Pools organize your GPU nodes. Providers connect to cloud platforms.

Pools#

A pool is a group of GPU nodes with shared configuration:

  • Same cloud provider and region.
  • Same instance type (GPU count and model).
  • Common scaling limits and autoscaler configuration.
  • Unified health and replacement policies.

Pools let you manage different workload types independently:

pools:
  # Training pool: Large instances, conservative scaling
  training:
    provider: lambda
    instance_type: gpu_8x_h100_sxm5
    min_nodes: 2
    max_nodes: 20
    cooldown: 10m

  # Inference pool: Smaller instances, aggressive scaling
  inference:
    provider: lambda
    instance_type: gpu_1x_a100
    min_nodes: 5
    max_nodes: 100
    cooldown: 2m

When to use multiple pools#

  • Different instance types: Training on 8xH100, inference on 1xA100.
  • Different regions: US pool for US users, EU pool for EU users.
  • Different scaling behavior: Batch jobs scale to zero, serving keeps minimum capacity.
  • Different teams: Separate pools for separate cost tracking.

Providers#

A provider abstracts cloud-specific operations:

  • Provisioning new instances.
  • Terminating instances.
  • Listing available instance types.
  • Managing SSH keys and startup scripts.

Supported providers#

Provider Description
lambda Lambda Labs Cloud GPU instances.
gcp Google Cloud Platform.
aws Amazon Web Services.
fake Simulated instances for development and testing.

Provider configuration#

Providers are configured separately from pools:

providers:
  lambda:
    type: lambda
    api_key_env: LAMBDA_API_KEY

  gcp:
    type: gcp
    project: my-project
    credentials_file: /path/to/credentials.json

pools:
  training:
    provider: lambda  # References the provider above
    # ...

This lets you:

  • Use the same provider with different credentials.
  • Switch providers without changing pool configuration.
  • Test with the fake provider before using real clouds.

See Configuration Reference for all provider options.

Labels#

Labels are key-value pairs attached to pools and nodes. Use them for:

  • Filtering nodes by workload type.
  • Routing jobs to appropriate pools.
  • Organizing resources by team or project.
pools:
  training:
    provider: lambda
    instance_type: gpu_8x_h100
    labels:
      workload: training
      team: ml-platform
      environment: production

Labels propagate to nodes when they're provisioned.

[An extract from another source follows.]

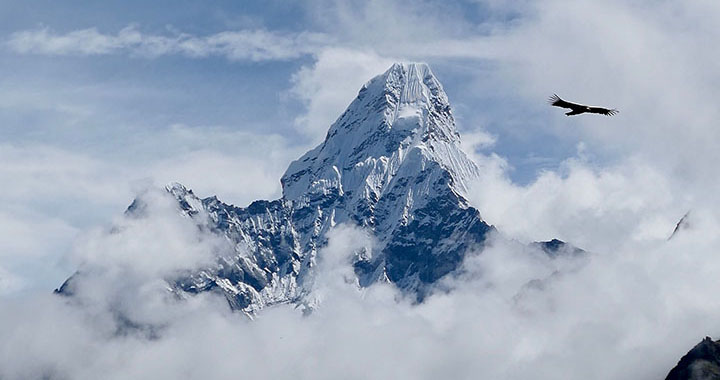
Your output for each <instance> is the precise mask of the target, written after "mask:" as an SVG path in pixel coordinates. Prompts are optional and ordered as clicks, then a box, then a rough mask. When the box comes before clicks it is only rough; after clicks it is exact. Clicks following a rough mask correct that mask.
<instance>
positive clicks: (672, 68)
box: [0, 0, 720, 379]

Query nodes by label:

navarch list --label workload=training

See CLI Reference for all filtering options.

Multi-cloud setup#

Navarch can manage nodes across multiple providers simultaneously:

providers:
  lambda:
    type: lambda
    api_key_env: LAMBDA_API_KEY

  gcp:
    type: gcp
    project: my-project

pools:
  # Primary pool on Lambda
  training-primary:
    provider: lambda
    instance_type: gpu_8x_h100_sxm5
    region: us-west-1
    min_nodes: 4
    max_nodes: 20

  # Overflow pool on GCP
  training-overflow:
    provider: gcp
    instance_type: a3-highgpu-8g
    region: us-central1
    min_nodes: 0
    max_nodes: 10

This enables:

  • Failover: If Lambda is out of capacity, use GCP.
  • Cost optimization: Use the cheapest available provider.
  • Geographic distribution: Run nodes closer to users.